Y lo cierto es que allí se quedó todo aquello, en aquel mayo sevillano. Otro
mayo más, y tampoco iba a ser como aquel mayo francés del que hablaban nuestros
abuelos, esta vez no íbamos a ser los beneficiados, ni se nos iba a callar con algún
beneficio particular. Durante las semanas siguientes, fui con Antonio y unos
compañeros más a todas las reuniones con el decano, el rector y diversas
personalidades de la universidad para negociar todo lo que se habló aquel día,
que en primero de mayo nació y en primero de mayo murió, si es que algún día
llego a nacer. La presencia policial en las asambleas se incrementó de forma
exponencial.
Un mes después, en junio, algunos de los ayudantes, menos mal que no me
tocó a mí, dejaron de acudir a las clases y de presentarse a los exámenes del
segundo cuatrimestre. Antonio hizo todo lo posible por aclarar y anunciar
públicamente la situación de estos compañeros imprescindibles en nuestra lucha,
pero el intento no sirvió de nada. Algunos habían recibido cartas del
Ministerio comunicándoles la cancelación de sus matrículas por sus respectivos
bancos, que por causas no muy claras y resumidas en “Incumplimiento de
cláusulas por parte del alumno contratante”, perecerían en el olvido. El resto
eran víctimas del miedo. Antonio luchó, y no dejó de luchar por estos estudiantes
que por movilizarse habían perdido sin explicaciones el derecho a estudiar,
pero no pudo hacer mucho más. Aquel junio, al igual que mayo, no iba a ser un
junio cualquiera, todo quedó muy claro. Tras la lucha, y tras alguno de los
exámenes, nuestros bancos y la universidad establecieron una investigación
sobre nosotros, y en especial sobre Antonio, que ese mismo verano tuvo que abandonar
la universidad. Era el llamado “shock” que todos habíamos escuchado alguna vez,
y que habíamos visto reflejado en realidades políticas y sociales ajenas a
nosotros. Ahora era nuestro turno, íbamos a ser las víctimas, lideradas por el
vencido Antonio; camino a ser el ejemplo del miedo y del fracaso para una
multitud de estudiantes desesperados e indignados. No podíamos hacer nada,
vigilados y avisados una y otra vez, entre la espada y la pared. Por aquellas
fechas y en adelante el temor se apoderó de la universidad y de sus
estudiantes, temor que continuó durante años y años, miedo y más miedo.

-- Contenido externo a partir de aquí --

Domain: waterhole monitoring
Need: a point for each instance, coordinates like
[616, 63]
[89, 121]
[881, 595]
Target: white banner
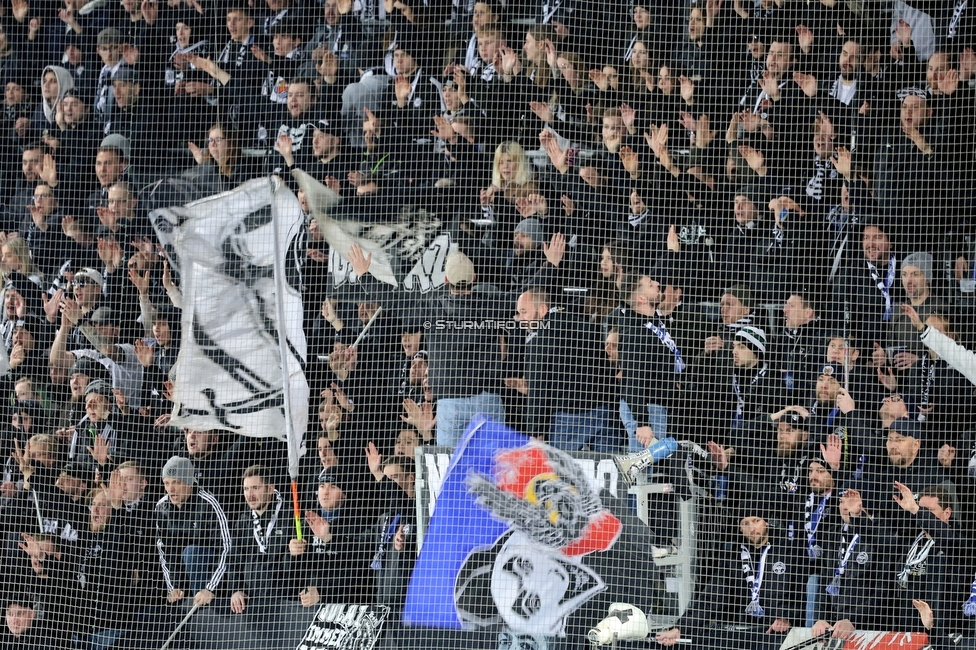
[230, 373]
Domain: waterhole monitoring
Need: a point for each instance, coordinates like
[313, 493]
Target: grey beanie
[923, 261]
[181, 469]
[532, 227]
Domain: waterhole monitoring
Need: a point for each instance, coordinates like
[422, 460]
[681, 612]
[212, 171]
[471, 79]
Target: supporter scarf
[740, 400]
[834, 587]
[271, 21]
[630, 48]
[969, 607]
[243, 49]
[954, 29]
[636, 219]
[754, 579]
[263, 539]
[813, 517]
[549, 9]
[927, 377]
[662, 333]
[823, 168]
[790, 481]
[915, 559]
[380, 554]
[884, 286]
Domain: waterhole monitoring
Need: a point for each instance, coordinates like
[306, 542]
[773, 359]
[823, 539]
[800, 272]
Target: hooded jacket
[44, 116]
[199, 522]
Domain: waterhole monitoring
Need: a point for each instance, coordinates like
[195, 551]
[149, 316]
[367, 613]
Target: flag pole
[279, 279]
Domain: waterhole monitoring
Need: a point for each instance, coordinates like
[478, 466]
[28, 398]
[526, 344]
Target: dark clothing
[727, 594]
[565, 367]
[199, 522]
[795, 356]
[339, 568]
[648, 364]
[260, 565]
[857, 561]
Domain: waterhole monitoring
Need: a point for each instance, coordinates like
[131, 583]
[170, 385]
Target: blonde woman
[511, 179]
[224, 153]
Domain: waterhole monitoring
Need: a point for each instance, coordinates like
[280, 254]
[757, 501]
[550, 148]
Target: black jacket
[727, 594]
[857, 561]
[647, 363]
[199, 522]
[565, 367]
[267, 573]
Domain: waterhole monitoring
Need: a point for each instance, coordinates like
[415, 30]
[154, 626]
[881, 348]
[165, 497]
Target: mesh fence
[342, 324]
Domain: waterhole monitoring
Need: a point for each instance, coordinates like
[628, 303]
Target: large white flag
[243, 348]
[414, 240]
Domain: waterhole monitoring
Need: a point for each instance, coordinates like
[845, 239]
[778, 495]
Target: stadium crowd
[732, 221]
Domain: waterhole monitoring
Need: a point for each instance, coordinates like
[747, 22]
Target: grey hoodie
[65, 83]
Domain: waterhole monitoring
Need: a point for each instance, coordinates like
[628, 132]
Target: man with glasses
[100, 330]
[45, 238]
[17, 217]
[109, 41]
[868, 286]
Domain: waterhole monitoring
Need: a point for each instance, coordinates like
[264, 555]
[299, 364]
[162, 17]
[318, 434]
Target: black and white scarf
[262, 535]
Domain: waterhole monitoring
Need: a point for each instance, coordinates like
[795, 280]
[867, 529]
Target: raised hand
[804, 37]
[319, 526]
[555, 249]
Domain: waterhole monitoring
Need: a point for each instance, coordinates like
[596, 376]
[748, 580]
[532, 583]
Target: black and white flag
[408, 253]
[243, 348]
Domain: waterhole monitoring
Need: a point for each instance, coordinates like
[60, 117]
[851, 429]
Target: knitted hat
[743, 293]
[753, 338]
[922, 261]
[907, 427]
[99, 386]
[331, 477]
[532, 228]
[459, 269]
[181, 469]
[90, 368]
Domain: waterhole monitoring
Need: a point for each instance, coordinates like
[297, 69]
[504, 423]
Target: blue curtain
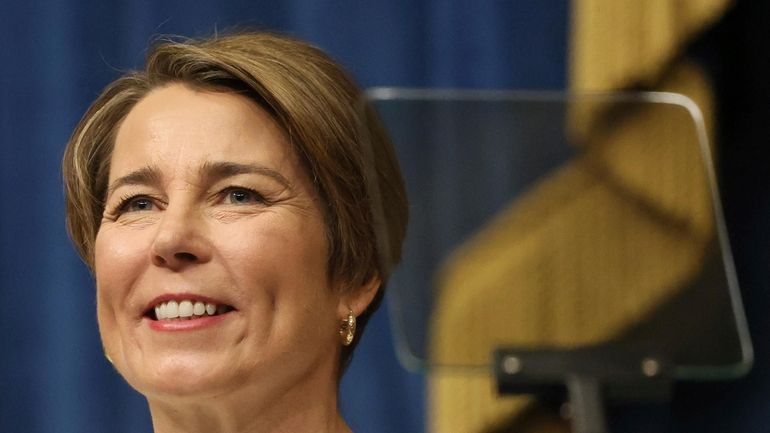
[57, 55]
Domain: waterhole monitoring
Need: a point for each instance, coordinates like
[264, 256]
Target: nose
[181, 240]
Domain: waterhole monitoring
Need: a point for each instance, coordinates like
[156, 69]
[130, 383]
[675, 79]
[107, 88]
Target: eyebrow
[210, 172]
[149, 175]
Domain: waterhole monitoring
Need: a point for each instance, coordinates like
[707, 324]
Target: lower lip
[186, 325]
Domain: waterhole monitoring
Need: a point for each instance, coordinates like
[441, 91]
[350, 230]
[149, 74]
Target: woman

Aquel decano, nuestro decano, acabó rector y hoy día, ante el recuerdo
de todo ello, ya nadie puede protestar. Antonio está inhabilitado y condenado a
un fracaso anunciado a viva voz, porque a una serie de personas, él siempre decía
“los de la doctrina del shock”, tuvieron esa brillante idea. Aquel año fue su
ruina, o quizás la ruina de todos. Hoy
nos vemos las caras, ahí está él, irreconocible, en busca de una entrevista de
trabajo temporal para conseguir lo que sea, lo que sea para salir de esta
brecha económica. Él es un moroso, un mal ciudadano que no pudo saldar sus
deudas con el Estado y la Banca, por los estudios no terminados que realizó;
pero él no es el único, ni va a ser el último. Antonio me mira con cara de
tristeza, sus ojos no brillan como antaño, la primavera ya pasó, y ahora en sus
miradas sólo puede reflejarse un crudo invierno, el invierno de la cultura, el
ocaso de una juventud sin recursos y al borde del abismo.